Meta is getting rid of end-to-end encryption (E2EE) for Instagram’s DMs. There’s no second guessing there. However, the story behind why Meta is going through with the change is a lot more complicated.
We reported on Instagram’s decision to discontinue E2EE for DMs last week, and the company was quick to offer an official statement about the change.
Instagram to discontinue end-to-end encryption for DMs [Update: Meta’s statement]
Pulling the plug on privacy?
“Very few people were opting in to end-to-end encrypted messaging in DMs, so we’re removing this option from Instagram in the coming months. Anyone who wants to keep messaging with end-to-end encryption can easily do that on WhatsApp,” said the tech giant. But it looks like the actual truth might be more complicated, as highlighted in a new Platformer report.
For starters, the ‘low adoption’ smoke screen was of Meta’s own creation. For most users, the feature was buried behind four taps/menus and was never really advertised. Add to that the fact that E2EE still isn’t widely available.

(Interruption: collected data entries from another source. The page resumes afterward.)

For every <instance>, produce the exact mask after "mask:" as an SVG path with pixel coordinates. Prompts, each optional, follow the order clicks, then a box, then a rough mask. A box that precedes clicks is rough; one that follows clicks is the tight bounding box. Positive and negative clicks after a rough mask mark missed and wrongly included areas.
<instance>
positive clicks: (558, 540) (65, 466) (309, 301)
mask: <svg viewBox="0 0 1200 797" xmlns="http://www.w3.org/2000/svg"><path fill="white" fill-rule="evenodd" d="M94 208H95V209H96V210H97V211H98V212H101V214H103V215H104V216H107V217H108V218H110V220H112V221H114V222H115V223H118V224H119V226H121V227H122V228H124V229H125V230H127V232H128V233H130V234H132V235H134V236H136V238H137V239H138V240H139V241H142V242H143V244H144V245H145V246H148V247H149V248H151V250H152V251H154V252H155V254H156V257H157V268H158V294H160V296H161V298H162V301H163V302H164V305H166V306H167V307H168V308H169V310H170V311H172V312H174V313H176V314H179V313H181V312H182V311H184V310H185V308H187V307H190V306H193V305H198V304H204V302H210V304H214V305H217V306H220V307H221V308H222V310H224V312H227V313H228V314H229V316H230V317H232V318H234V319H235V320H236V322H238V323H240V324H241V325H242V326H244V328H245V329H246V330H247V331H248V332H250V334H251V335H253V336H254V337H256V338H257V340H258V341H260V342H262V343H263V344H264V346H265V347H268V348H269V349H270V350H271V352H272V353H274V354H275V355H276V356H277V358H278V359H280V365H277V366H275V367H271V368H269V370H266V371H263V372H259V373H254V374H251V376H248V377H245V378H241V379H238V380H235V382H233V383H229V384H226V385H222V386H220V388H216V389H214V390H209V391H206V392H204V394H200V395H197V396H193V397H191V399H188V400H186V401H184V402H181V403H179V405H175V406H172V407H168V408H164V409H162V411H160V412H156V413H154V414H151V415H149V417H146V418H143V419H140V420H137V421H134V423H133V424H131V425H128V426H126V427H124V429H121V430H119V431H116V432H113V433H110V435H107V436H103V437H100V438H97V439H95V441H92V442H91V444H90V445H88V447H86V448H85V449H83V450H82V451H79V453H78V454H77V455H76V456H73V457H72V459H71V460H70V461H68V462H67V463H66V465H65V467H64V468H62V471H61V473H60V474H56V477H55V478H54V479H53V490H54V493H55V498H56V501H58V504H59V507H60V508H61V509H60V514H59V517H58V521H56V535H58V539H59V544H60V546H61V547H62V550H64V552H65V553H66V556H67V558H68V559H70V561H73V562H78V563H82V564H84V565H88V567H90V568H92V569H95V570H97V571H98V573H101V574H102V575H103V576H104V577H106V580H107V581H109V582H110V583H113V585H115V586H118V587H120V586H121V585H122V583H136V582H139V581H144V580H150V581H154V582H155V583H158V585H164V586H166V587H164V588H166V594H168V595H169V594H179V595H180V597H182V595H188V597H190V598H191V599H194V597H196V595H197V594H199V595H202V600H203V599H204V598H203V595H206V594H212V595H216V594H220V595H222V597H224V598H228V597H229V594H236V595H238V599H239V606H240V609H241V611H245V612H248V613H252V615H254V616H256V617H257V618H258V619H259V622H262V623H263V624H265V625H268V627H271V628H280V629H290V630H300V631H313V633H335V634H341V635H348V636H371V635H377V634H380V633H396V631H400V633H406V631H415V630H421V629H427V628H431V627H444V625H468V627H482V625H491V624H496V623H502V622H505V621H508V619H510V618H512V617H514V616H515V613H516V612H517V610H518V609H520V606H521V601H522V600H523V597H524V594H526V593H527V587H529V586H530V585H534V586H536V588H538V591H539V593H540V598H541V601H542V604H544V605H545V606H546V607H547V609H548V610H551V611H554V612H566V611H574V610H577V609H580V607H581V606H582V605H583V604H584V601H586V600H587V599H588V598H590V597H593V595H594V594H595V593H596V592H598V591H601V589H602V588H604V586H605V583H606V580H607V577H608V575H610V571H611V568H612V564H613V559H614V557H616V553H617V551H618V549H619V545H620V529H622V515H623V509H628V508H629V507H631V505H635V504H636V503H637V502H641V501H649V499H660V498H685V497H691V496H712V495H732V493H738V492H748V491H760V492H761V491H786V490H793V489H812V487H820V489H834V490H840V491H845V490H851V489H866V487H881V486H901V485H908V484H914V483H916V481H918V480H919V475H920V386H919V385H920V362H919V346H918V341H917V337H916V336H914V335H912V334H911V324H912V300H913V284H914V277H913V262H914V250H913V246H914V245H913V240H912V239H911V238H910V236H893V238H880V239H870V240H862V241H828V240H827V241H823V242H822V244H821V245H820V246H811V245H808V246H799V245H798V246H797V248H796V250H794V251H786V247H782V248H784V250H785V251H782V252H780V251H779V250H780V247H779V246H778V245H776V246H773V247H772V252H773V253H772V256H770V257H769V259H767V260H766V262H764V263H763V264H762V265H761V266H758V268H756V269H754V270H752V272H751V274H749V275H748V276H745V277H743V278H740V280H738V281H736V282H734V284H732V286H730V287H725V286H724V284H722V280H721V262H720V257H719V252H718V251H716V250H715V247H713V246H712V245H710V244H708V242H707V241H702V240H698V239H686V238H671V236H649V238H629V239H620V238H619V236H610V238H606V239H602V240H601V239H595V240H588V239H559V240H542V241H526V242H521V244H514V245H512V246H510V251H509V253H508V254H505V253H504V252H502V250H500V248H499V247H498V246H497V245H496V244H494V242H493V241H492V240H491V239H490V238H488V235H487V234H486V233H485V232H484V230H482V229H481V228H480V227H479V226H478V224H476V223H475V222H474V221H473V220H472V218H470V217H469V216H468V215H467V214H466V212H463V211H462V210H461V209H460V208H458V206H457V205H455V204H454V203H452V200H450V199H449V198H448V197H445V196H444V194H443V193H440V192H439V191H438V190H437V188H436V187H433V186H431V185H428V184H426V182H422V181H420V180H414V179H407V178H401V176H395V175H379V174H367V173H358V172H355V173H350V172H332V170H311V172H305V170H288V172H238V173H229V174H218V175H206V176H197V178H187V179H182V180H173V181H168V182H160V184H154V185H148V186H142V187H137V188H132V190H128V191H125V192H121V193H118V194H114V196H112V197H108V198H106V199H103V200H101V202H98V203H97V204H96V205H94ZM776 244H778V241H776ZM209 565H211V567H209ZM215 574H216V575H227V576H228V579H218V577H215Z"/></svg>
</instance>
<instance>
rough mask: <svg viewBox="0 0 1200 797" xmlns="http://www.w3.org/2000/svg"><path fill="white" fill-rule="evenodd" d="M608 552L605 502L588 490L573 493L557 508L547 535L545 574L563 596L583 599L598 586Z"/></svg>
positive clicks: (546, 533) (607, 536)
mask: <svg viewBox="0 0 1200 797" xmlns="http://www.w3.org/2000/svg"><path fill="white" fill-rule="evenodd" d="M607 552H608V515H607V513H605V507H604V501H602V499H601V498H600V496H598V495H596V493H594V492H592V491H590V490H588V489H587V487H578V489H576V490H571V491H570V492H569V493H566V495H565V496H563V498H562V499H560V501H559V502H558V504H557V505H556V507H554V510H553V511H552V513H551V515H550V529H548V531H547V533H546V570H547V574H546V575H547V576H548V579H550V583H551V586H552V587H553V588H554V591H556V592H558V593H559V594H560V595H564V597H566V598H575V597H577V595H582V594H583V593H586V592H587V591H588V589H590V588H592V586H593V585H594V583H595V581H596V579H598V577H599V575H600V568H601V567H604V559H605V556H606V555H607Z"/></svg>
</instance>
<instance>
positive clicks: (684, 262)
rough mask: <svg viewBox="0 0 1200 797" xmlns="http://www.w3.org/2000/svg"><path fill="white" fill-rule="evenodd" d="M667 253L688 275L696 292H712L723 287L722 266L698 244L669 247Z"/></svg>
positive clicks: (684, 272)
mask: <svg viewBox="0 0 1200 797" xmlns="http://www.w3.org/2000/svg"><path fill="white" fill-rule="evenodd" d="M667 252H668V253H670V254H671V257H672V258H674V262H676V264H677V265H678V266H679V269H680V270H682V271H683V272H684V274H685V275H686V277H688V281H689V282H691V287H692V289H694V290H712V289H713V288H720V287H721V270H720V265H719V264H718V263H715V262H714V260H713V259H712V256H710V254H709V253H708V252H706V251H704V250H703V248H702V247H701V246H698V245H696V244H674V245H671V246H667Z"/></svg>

I, for reference, still don’t have access to the feature, and with it ready to be removed on May 8, it doesn’t look like I ever will.
With the excuse of low adoption, Meta is sunsetting an important safety and privacy feature that it never really ‘truly’ launched.
Safety before privacy
The delay has reasons too. Monika Bickert, Meta’s Head of Content Policy, reportedly called Instagram’s E2EE ambitions “irresponsible,” according to some internal company documents.
“I’m not very invested in helping him sell this, I must say,” Bickert wrote of Zuckerberg’s efforts to promote encryption on privacy grounds. With end-to-end encryption, “there is no way to find the terror attack planning or child exploitation” and proactively refer those cases to law enforcement, she added.
Meta predicted that default encryption would “serve as a shield” for terrorists and child predators to do their work on the platform in secret. This was an internal civil war between privacy and safety & security, which the former has lost.
Then, there’s the regulator pressure. India has urged Meta to break WhatsApp’s encryption, while the UK’s Online Safety Act, passed in 2023, ordered encrypted services, like Instagram’s DMs, to scan for and remove illegal content. The former will be the death of the app as we know it, while the latter is essentially impossible.
While the push to remove E2EE in the name of child safety and halting terror plans before they mature are moral reasons, the change also leaves users that value their privacy in the cold.